Family Guy: Live in Vegas is a soundtrack album for the American animated television series Family Guy. It was released on April 26, 2005 by Geffen Records. It was composed by Walter Murphy and creator Seth MacFarlane. The album features only one song from the series: the theme song; the rest of the songs were composed exclusively for the album. It features vocals from Seth MacFarlane, Alex Borstein, Seth Green, Mike Henry, Mila Kunis, Adam West and Lori Alan, as well as Jason Alexander, Patti LuPone and Haylie Duff as guest stars. It includes Rat Pack- and Broadway-inspired songs.

The album also came with a DVD featuring the music video for Stewie's "Sexy Party" as well as "making-of" featurettes for the album and the video.

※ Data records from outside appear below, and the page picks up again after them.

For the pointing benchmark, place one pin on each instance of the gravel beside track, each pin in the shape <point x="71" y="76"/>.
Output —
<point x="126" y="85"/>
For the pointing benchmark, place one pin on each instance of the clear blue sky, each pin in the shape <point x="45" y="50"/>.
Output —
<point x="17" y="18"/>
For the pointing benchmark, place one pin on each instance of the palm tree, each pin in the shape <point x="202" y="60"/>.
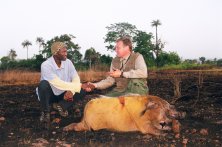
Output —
<point x="26" y="44"/>
<point x="40" y="41"/>
<point x="12" y="54"/>
<point x="156" y="23"/>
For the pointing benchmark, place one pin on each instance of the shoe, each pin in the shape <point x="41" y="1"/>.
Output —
<point x="45" y="117"/>
<point x="63" y="113"/>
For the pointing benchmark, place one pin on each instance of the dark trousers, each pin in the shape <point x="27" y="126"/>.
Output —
<point x="47" y="97"/>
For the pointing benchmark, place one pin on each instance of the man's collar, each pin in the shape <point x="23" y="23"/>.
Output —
<point x="56" y="66"/>
<point x="125" y="58"/>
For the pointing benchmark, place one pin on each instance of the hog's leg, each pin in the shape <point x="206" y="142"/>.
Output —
<point x="148" y="129"/>
<point x="76" y="127"/>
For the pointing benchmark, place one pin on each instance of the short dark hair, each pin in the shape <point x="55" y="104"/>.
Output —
<point x="126" y="41"/>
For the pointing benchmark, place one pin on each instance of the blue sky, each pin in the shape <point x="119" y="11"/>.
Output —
<point x="192" y="28"/>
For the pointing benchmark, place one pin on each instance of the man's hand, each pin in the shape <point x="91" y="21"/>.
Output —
<point x="88" y="87"/>
<point x="115" y="74"/>
<point x="68" y="96"/>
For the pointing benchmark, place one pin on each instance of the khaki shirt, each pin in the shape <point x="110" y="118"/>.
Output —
<point x="139" y="72"/>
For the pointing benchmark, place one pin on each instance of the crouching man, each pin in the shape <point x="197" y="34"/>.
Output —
<point x="59" y="84"/>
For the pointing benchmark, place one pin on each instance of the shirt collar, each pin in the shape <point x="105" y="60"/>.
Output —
<point x="125" y="58"/>
<point x="55" y="65"/>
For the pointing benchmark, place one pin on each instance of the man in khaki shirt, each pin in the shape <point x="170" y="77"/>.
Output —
<point x="128" y="72"/>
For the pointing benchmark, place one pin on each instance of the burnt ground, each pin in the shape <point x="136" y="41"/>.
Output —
<point x="202" y="125"/>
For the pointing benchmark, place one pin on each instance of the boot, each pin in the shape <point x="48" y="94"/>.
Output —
<point x="45" y="118"/>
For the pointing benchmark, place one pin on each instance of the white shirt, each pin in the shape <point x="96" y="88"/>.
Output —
<point x="62" y="78"/>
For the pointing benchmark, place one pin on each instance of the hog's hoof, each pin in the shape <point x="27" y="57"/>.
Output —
<point x="69" y="127"/>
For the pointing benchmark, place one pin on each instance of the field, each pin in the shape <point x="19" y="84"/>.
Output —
<point x="196" y="93"/>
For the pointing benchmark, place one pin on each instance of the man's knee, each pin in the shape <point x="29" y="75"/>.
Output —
<point x="44" y="85"/>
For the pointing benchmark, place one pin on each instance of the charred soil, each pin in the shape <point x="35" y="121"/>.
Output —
<point x="199" y="99"/>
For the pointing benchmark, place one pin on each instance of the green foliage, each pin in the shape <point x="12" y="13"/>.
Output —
<point x="30" y="64"/>
<point x="41" y="42"/>
<point x="91" y="56"/>
<point x="118" y="30"/>
<point x="26" y="44"/>
<point x="170" y="58"/>
<point x="104" y="59"/>
<point x="12" y="54"/>
<point x="202" y="59"/>
<point x="144" y="46"/>
<point x="219" y="62"/>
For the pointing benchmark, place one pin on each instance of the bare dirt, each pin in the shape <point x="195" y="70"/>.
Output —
<point x="201" y="99"/>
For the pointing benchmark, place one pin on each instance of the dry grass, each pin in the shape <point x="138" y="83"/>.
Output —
<point x="19" y="77"/>
<point x="92" y="76"/>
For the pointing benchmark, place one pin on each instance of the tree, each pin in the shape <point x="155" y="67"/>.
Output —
<point x="26" y="44"/>
<point x="202" y="60"/>
<point x="106" y="59"/>
<point x="159" y="44"/>
<point x="118" y="30"/>
<point x="171" y="58"/>
<point x="12" y="54"/>
<point x="77" y="56"/>
<point x="41" y="42"/>
<point x="67" y="39"/>
<point x="144" y="46"/>
<point x="91" y="56"/>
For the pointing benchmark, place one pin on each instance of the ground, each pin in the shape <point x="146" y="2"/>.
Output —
<point x="201" y="100"/>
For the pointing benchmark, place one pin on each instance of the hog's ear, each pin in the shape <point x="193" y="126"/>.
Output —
<point x="152" y="105"/>
<point x="149" y="105"/>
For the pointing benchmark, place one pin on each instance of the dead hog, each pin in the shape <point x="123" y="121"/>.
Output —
<point x="147" y="114"/>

The album was nominated for the Grammy Award for Best Comedy Album at the 48th Grammy Awards, but it lost to Chris Rock's Never Scared.

Background
Seth MacFarlane described the album as "a blend of the rich, lush arrangements of the classic era of Rat Pack Vegas shows combined with the fart jokes of today". MacFarlane co-produced the album and co-wrote several tracks. It features guest stars Jason Alexander, Patti LuPone and Haylie Duff. The album includes a cover of "The Last Time I Saw Paris" by Jerome Kern as well as a medley of theme songs from 1980s shows such as Diff'rent Strokes, Who's the Boss, Growing Pains and Charles in Charge. The album is arranged and orchestrated by Walter Murphy and all songs are produced by MacFarlane and Murphy.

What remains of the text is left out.